Hi Tamas,tomitank wrote: ↑Sun Jan 03, 2021 5:45 pmI did the same, but this is a gradient descent. Uses the derivative of error for the (weights update) direction. It just assigns a coefficient. eg: when the coefficient is zero the don't change the weight. I don't think that would have a different name. Backpropagation is another thing. There may be some specialized word to this, but not backpropagation. I think it's also called gradient descent.jstanback wrote: ↑Sun Jan 03, 2021 5:05 pmWhen I did gradient-descent, for each position I tweaked every parameter a bit and ran the evaluation to compute the gradient gParam = dEval/dParam. Then I adjusted each parameter by lr*gParam where lr is the learn rate. For 1000 parameters this required doing 1000 evaluations for each training position. I know there are more efficient methods, but that's what I was doing.
The method I'm using now just does one evaluation for each training position but keeps a count for each parameter that gets used when evaluating the position.

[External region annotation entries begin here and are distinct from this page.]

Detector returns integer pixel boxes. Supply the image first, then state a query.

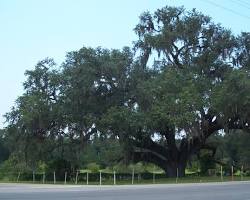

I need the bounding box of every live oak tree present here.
[105,7,250,177]
[3,7,250,177]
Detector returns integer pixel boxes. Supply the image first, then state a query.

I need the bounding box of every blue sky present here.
[0,0,250,128]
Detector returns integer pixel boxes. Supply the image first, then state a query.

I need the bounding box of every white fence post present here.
[16,172,21,182]
[114,171,116,185]
[240,165,243,181]
[220,165,223,181]
[132,168,135,185]
[64,172,67,185]
[75,170,78,185]
[33,171,36,183]
[231,166,234,181]
[43,172,45,184]
[54,171,56,184]
[87,172,89,185]
[175,167,179,183]
[100,171,102,185]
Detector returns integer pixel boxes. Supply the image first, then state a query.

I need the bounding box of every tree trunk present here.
[165,160,187,178]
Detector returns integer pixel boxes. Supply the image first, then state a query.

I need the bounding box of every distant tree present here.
[102,7,250,177]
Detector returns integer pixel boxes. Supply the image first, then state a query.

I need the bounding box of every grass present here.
[0,176,250,185]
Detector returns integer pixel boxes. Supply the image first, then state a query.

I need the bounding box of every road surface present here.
[0,182,250,200]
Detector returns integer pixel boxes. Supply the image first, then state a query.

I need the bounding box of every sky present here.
[0,0,250,128]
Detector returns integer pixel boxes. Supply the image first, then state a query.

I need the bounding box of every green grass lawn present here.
[0,176,250,185]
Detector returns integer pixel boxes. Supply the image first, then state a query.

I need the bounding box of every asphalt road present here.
[0,182,250,200]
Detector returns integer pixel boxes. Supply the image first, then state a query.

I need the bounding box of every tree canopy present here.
[2,6,250,177]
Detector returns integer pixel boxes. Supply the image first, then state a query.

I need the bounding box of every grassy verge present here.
[0,176,250,185]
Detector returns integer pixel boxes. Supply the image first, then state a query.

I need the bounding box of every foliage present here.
[2,6,250,177]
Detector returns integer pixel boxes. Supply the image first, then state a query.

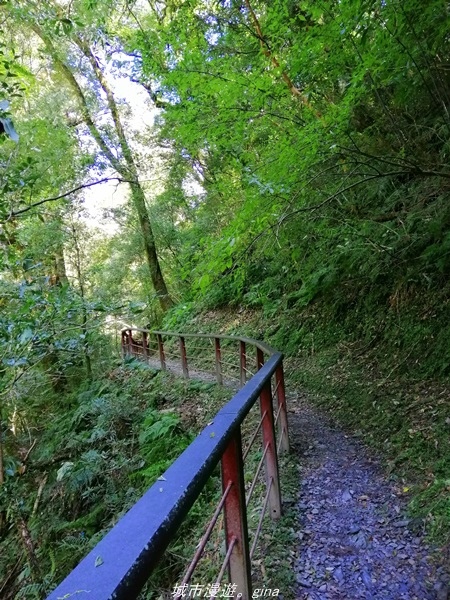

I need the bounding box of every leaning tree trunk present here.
[131,184,173,311]
[30,23,173,311]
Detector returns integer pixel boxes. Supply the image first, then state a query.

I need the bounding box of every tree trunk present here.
[30,23,173,311]
[131,183,173,311]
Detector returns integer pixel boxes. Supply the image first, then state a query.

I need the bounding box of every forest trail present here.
[145,358,450,600]
[288,396,449,600]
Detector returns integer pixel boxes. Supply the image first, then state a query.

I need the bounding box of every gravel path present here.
[290,399,450,600]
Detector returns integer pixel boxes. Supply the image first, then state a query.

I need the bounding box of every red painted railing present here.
[48,328,289,600]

Since white and black use the same eval terms the count is incremented for white and decremented for black. For example, if a position has 8 white pawns and 6 black pawns then the count for pawn_material would be +2. If the game result was 1.0 (win for white) and the eval was 0 centipawns (which gets converted to 0.5 expected win-fraction) then the error is 0.5-1.0 = -0.5 and I increase pawn_material by 2*lr*0.5. I'm using a learn rate of about 1e-3, so in this case pawn_material would be increased by only 1e-3 centipawns for this single position. But at a rate of 250K positions per second the eval terms converge quite quickly.
John
Apart from that it’s irrelevant, the point is that you understand what you’re doing.
-Tamás
Yes, it may amount to exactly the same thing, but it somehow seems different to me. I adopted this technique after experimenting with a tiny NN and learning to back-propogate. I realized that I could update the weights for an HCE exactly as is done for a single node of a NN except that I could eliminate using the derivative of the activation function since the HCE is just a linear sum of weights. Anyway, compared to my previous approact it sped up the tuning by a factor of 1000 and also made the tuning function much simpler. I have a method for using non-integer "counts" for some eval terms. For example I have a single value for king-safety and calculate a floating point scaling factor during the eval based on number enemy threats. The eval gets updated by scale*king_safety and the "count" for king_safety gets incremented by scale. It might actually be better to have separate terms for every possible number of enemy threats and let the training come up with the weight for each term. I did this initially to derive an appropriate scaling function, but I kind of like having a smoothly scaled feature.